Preparation, Procedure and Complications of Paracentesis

Submitted on March 27, 2012

What Is Paracentesis?

Paracentesis is a procedure that involves the removal of accumulated fluid in the belly. This is known as peritoneal fluid and the buildup of fluid is referred to as ascites. This may be caused due to inflammation, infection, injury, cancer or cirrhosis. The fluid is extracted from the belly by inserting a thin long needle. The fluid is then analyzed in a laboratory. This procedure may also be conducted to alleviate pressure in the belly, especially in individuals with cirrhosis or cancer.


Abdominal paracentesis is done to determine the cause of fluid accumulation in the belly. Infections within the peritoneal fluid may also be diagnosed through this method. Specific cancers such as liver cancer may even be diagnosed. Build up of excess fluid may cause pain, breathing problems or disruptions in kidney and bowel functions. Removal of this fluid through a paracentesis helps to relive these conditions. Damage caused due to abdominal injury can also be detected through a paracentesis.

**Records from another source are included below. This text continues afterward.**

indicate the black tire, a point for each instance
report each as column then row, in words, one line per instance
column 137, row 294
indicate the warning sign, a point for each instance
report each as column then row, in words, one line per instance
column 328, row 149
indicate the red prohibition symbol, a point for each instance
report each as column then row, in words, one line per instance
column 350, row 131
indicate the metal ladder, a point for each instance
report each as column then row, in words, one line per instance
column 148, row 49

Prior to a paracentesis the doctor must be informed regarding the intake of any medication, allergies to any medication, including anesthetics, bleeding problems or intake of medications for blood thinning and pregnancy. Before a paracentesis other blood tests may be conducted to rule out possibilities of bleeding or coagulation problems. The bladder must be emptied prior to the procedure.


The procedure may be conducted in the doctor’s office, emergency room or hospital. If the removal of a large amount of fluid is necessary, then the individual may be asked to lie on the back with his head raised. If a smaller amount of fluid needs to be taken out, the individual may be made to sit up. The site of the procedure is sterilized and numbed using a local anesthetic. The needle is slowly inserted into the belly and the fluid is drawn out. The area is then bandaged and the individual’s pulse rate, temperature and blood pressure is taken. The weight and measurement around the belly may also be taken.

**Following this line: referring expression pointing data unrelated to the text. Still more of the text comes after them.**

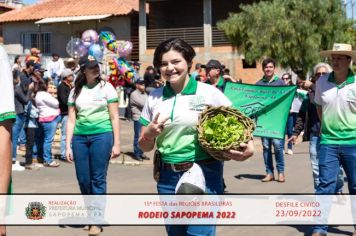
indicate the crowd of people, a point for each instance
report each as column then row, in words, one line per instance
column 77, row 96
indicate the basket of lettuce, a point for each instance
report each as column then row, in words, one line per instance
column 223, row 128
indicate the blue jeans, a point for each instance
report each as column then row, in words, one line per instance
column 64, row 120
column 91, row 158
column 278, row 152
column 213, row 173
column 292, row 118
column 331, row 157
column 16, row 130
column 137, row 129
column 314, row 147
column 48, row 130
column 22, row 137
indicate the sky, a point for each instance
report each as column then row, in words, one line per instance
column 349, row 3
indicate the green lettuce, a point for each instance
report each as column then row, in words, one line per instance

In some cases following a paracentesis, complications may arise such as puncture of a blood vessel, bladder or bowel. If the peritoneal fluid contains cancer cells, these cells may spread through the belly. When large amounts of fluid are extracted, the blood pressure may drop.

Abnormal test results may be indicative of inflammation or cancer. A culture of the fluid may be done to determine the presence of microorganisms that may be causing infection.